How to train ML models in Galaxy
=========================================

.. meta::

   :twitter:card: summary
   :twitter:site: @immuneml
   :twitter:title: immuneML & Galaxy: train ML models
   :twitter:description: See tutorials on how to train ML models in Galaxy.
   :twitter:image: https://docs.immuneml.uio.no/_images/receptor_classification_overview.png


The Galaxy tool `Train machine learning models <https://galaxy.immuneml.uiocloud.no/root?tool_id=immuneml_train_ml_model>`_ can be used to run hyperparameter optimization over several different ML settings,
which include ML models and their parameters, encodings and preprocessing steps. Nested cross-validation is used to identify the optimal combination of ML settings.

This is a YAML-based Galaxy tool, if you prefer a button-based interface that assumes less ML knowledge, see the tutorials for training ML models for
:ref:`receptor <How to train immune receptor classifiers using the simplified Galaxy interface>` and :ref:`repertoire <How to train immune repertoire classifiers using the simplified Galaxy interface>`
classification using the easy Galaxy interfaces.

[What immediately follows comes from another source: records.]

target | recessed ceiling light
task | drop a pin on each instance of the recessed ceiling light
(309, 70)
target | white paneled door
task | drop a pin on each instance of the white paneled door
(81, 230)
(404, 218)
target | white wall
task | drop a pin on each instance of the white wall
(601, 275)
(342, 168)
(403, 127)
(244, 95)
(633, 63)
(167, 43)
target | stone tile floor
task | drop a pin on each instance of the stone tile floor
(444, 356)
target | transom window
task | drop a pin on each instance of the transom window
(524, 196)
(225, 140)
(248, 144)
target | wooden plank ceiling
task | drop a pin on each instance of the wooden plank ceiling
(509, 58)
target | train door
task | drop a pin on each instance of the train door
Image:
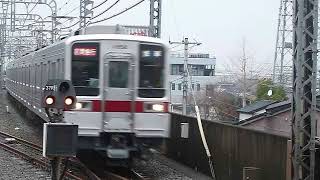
(118, 92)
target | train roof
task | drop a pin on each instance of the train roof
(114, 37)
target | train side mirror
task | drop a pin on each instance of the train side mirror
(59, 94)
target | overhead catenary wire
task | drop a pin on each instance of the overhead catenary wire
(117, 14)
(105, 10)
(67, 2)
(99, 5)
(70, 26)
(203, 138)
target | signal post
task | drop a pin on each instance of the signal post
(59, 138)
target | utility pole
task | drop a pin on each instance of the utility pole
(304, 121)
(84, 12)
(243, 69)
(186, 43)
(282, 65)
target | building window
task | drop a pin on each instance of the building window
(209, 70)
(198, 87)
(173, 86)
(176, 69)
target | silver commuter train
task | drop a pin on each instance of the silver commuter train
(120, 82)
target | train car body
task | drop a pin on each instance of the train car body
(120, 82)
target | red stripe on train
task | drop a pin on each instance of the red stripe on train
(117, 106)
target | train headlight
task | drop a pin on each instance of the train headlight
(158, 107)
(78, 105)
(68, 101)
(49, 100)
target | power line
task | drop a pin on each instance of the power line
(117, 14)
(63, 5)
(105, 10)
(71, 11)
(70, 26)
(99, 5)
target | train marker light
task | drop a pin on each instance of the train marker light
(50, 100)
(158, 107)
(68, 101)
(59, 94)
(78, 105)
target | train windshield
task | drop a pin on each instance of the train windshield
(151, 80)
(85, 68)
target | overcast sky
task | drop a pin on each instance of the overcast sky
(220, 25)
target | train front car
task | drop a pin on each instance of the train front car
(122, 93)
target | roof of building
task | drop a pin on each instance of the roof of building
(257, 106)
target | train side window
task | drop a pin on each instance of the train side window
(53, 70)
(118, 74)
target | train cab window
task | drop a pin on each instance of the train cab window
(151, 71)
(118, 74)
(85, 68)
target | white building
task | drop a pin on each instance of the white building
(201, 69)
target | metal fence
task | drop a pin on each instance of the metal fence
(238, 153)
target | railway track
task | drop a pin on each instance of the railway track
(77, 170)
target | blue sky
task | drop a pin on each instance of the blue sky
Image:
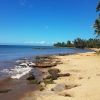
(46, 21)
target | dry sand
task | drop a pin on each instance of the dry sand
(84, 81)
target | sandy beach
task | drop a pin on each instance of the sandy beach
(82, 84)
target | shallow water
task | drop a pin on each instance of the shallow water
(9, 54)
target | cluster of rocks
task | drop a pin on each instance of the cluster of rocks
(40, 62)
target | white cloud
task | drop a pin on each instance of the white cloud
(38, 43)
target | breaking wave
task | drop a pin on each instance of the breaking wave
(17, 72)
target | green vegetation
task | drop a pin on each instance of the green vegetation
(97, 22)
(80, 43)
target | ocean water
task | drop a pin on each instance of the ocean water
(9, 54)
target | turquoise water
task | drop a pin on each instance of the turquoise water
(9, 54)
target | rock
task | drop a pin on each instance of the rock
(42, 84)
(31, 77)
(64, 75)
(54, 73)
(32, 64)
(59, 88)
(24, 65)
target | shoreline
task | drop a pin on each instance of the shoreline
(33, 91)
(80, 85)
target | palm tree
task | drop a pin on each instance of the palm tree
(97, 21)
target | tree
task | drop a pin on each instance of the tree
(69, 44)
(97, 21)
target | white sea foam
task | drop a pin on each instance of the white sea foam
(17, 72)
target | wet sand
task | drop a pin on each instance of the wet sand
(83, 84)
(14, 89)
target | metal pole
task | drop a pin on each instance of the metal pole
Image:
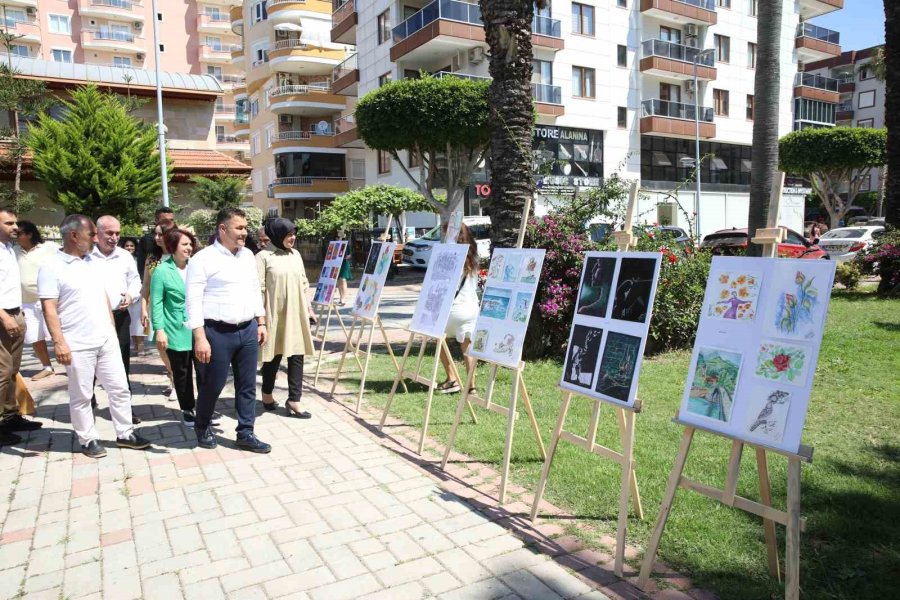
(160, 127)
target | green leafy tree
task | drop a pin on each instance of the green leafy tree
(836, 160)
(219, 192)
(98, 159)
(443, 122)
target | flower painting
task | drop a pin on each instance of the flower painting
(734, 296)
(782, 362)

An example Galaxy history showing how to use this tool `can be found here <https://galaxy.immuneml.uiocloud.no/u/immuneml/h/train-machine-learning-models>`_.


Creating the YAML specification
---------------------------------------------
This Galaxy tool takes as input an immuneML dataset from the Galaxy history, optional additional files, and a YAML specification file.

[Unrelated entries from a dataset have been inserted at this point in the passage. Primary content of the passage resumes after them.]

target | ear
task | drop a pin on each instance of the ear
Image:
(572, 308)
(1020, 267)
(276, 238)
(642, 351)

To train ML models in immuneML, the :ref:`TrainMLModel` instruction should be used. One or more :ref:`ML methods` and :ref:`Encodings` must be used,
and in addition it is possible to include :ref:`Preprocessings` in the hyperparameter optimization. :ref:`Reports` may be specified to export
plots and statistics in order to gain more insight into the dataset or the process of training ML models.
Constructing a YAML for training ML models is described in more detail in the tutorial :ref:`How to train and assess a receptor or repertoire-level ML classifier`.
Note that on Galaxy, the ML methods DeepRC and TCRdistClassifier are **not** available.

When writing an analysis specification for Galaxy, it can be assumed that all selected files are present in the current working directory. A path
to an additional file thus consists only of the filename. Note that in Galaxy, it is only possible to train ML models for one label at a time.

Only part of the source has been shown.